From the Rainforest to Cedar Hill
Words matter to Dan Everett. The university’s new dean of arts and sciences spent years in the Amazon River jungle, studying language and its broader cultural meaning. He has been quick to master the Bentley lexicon.
“The arts and sciences is more than just a service unit to support business,” observes Everett, who assumed the deanship on July 1. “It’s an integral part of the Bentley experience.”
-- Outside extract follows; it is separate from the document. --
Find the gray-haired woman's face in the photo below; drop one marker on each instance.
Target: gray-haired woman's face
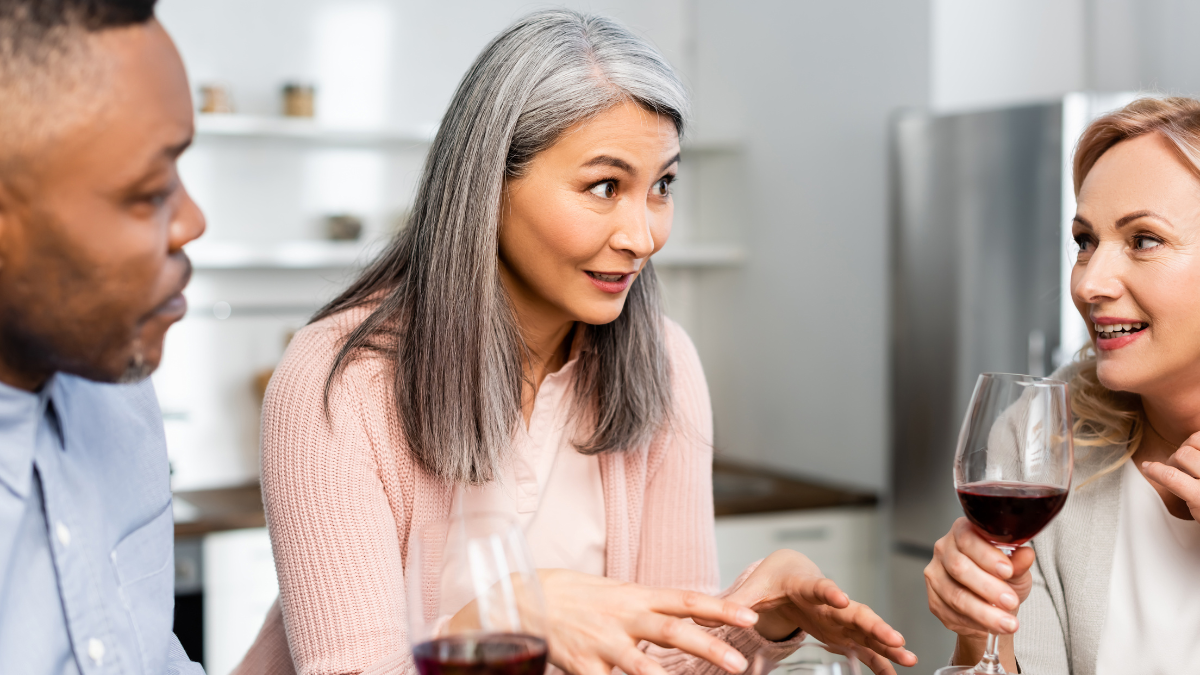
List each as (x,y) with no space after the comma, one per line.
(580,225)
Everett arrives with something of an unconventional background. True, he spent 14 years in university administration, with appointments that include Linguistics Department chair at Illinois State University and at the University of Pittsburgh, as well as a professorship in phonetics and phonology at the University of Manchester in England. But it is Everett’s time in the Amazon that deeply informs his approach to the Bentley post.
Necessary Union
Starting as a Christian missionary, he dedicated seven years over the course of three decades to living among the Pirahã (pee-da-HAN) people of Brazil. His missionary work gave way to in-depth study of their singular language and culture, which are absent notions of time, number and similar elements that mark accepted linguistic and cultural theory. His research and conclusions have challenged some conventional wisdom in modern linguistics, not without controversy. The work gives him a keen appreciation for the difficulties of research.
“I understand the amount of midnight oil that needs to be burned, the kind of money you need, and the conditions that researchers work under,” says Everett, the author of 90-plus articles and six books, the latest of which is published in six languages.
Similarly, the Bentley combination of business and arts and sciences is a good fit for the new dean, who sees a necessary union among different academic disciplines in his own work.
”If I want to study human language, I have to know something about the human mind and human culture,” he explains. “I need to know psychology and cultural anthropology. I need philosophy to help set the conceptual framework.”
The high degree of interdisciplinary work underway at Bentley made an immediate impression. “The department chairs talk to each other a lot,” Everett notes. “The faculty work across boundaries.”
Betting on Business
But isn’t a business university an unusual place for a linguistics scholar? Not at all, says Everett, who sees an opportunity to make a difference at Bentley and in the larger society.
“CEOs have a chance to affect the world in ways that other people can’t,” he says. “There will always be business, or society will have ended. So betting on business is about the most prudent thing you can do. And Bentley does it uniquely: We reach the whole person by integrating the arts and sciences.”
As he settles in here, Everett finds his research background an apt metaphor for current tasks. “I approach the job of dean as I would an anthropological linguist going into a tribe for the first time,” he says. “This is a complex society, and I need to understand the society before I start trying to lead it.”
He pauses, adding with a chuckle: “But if I fail here, they probably won’t kill me.”